Research Interests and Current Projects

Dr. Jones continues to research the school-to-prison pipeline, using qualitative methods to understand the emotional and social effects of the pipeline on children, families, and educators from Pre-Kindergarten through high school. During her doctoral studies, Dr. Jones had the opportunity to work on a variety of research projects within the university and the Philadelphia community. She was a research consultant and program evaluator with Sankofa, a sponsored mentorship program from the Coalition of Schools Educating Boys of Color that supports the academic and social needs of Black and Brown male students in Philadelphia high schools. Dr. Jones was also a research assistant with Shape Up! Barbers Building Better Brothers Project, assisting in the development of role-play scenarios designed to address Black men’s responses to conflict, specifically with romantic partners.

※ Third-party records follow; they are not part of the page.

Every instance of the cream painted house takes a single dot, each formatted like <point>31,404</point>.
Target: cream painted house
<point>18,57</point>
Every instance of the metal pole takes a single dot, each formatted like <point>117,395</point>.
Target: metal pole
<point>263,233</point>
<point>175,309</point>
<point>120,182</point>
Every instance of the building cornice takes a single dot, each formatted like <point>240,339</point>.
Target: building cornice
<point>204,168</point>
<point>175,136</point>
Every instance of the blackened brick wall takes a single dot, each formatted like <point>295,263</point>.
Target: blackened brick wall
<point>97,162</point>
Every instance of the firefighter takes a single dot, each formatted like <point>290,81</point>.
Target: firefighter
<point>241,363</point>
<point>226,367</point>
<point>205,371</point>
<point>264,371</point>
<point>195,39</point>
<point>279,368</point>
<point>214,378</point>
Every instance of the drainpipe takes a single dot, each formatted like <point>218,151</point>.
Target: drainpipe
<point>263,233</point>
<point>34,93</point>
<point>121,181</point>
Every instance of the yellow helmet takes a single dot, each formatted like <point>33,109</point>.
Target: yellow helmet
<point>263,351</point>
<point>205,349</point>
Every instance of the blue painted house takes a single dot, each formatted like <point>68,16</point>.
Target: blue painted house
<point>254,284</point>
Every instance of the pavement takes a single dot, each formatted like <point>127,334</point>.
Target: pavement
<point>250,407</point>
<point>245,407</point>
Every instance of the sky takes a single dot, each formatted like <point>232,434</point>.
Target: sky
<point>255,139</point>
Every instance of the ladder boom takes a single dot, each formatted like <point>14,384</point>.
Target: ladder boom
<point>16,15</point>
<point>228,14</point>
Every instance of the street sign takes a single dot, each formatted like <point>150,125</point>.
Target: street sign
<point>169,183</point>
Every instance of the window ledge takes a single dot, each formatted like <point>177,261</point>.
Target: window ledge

In 2012, she was a fellow with Education Pioneers, where she developed a plan to promote parental engagement in schools with Houston A+ Challenge, a non-profit organization based in Texas. For four years, Dr. Jones managed Dr. Howard Stevenson’s Preventing Long-term Anger and Aggression in Youth (PLAAY) project, which uses psycho-educational sessions and physical activity to help Black and Brown youth identify and address racial stress. As the project manager, she facilitated psycho-educational group sessions and started a girls’ group for the traditionally male-focused program, helping to create new curricula for both boys and girls participating in PLAAY.

Dr. Jones’ dissertation, Never Been: An Exploration of the Influence of Dis/ability, Giftedness, and Incarceration on Adolescents in Adult Correctional Facilities, provides new perspectives on the lives of incarcerated youth, as well as a deeper understanding of dis/ability and the socially-constructed identities with which a student interacts, placing the school-to-prison pipeline in conversation with systemic racism, the power of ecological systems, and theories of critical praxis. Specifically, the work reveals the lack of consideration for adolescent development. Never Been also offers a space for thinking about the development of critical theories and best practices for researchers who understand the importance of creating frames for the narratives and needs of those willing to share their stories.


Ph.D. (Interdisciplinary Studies in Human Development) University of Pennsylvania, 2015

M.S.Ed. (Childhood Special Education) Long Island University, 2010

B.A. (Psychology and English) Williams College, 2008

Areas of Expertise

The school-to-prison pipeline

Juvenile incarceration

Dis/ability studies in education

Special education

Teacher education (child development and racial literacy)

Community-based interventions and mental health supports

Selected Publications

Jones, K. M. (in press). Still gifted: Understanding the role of racialized dis/ability in the school-to-prison pipeline. In K. Fasching-Varner, L. Martin, R. Mitchell, & A. Daneshzadeh (Eds.), Dismantling the school to prison pipeline. New York, NY: Lexington Press. 

Stevenson, H. C., & Jones, K. M. (2015). What if my Trayvon came home? Teaching a wretched truth about breathing while Black. In K. Fasching-Varner & N. Hartlep (Eds.), The assault on communities of color. New York, NY: Rowman & Littlefield.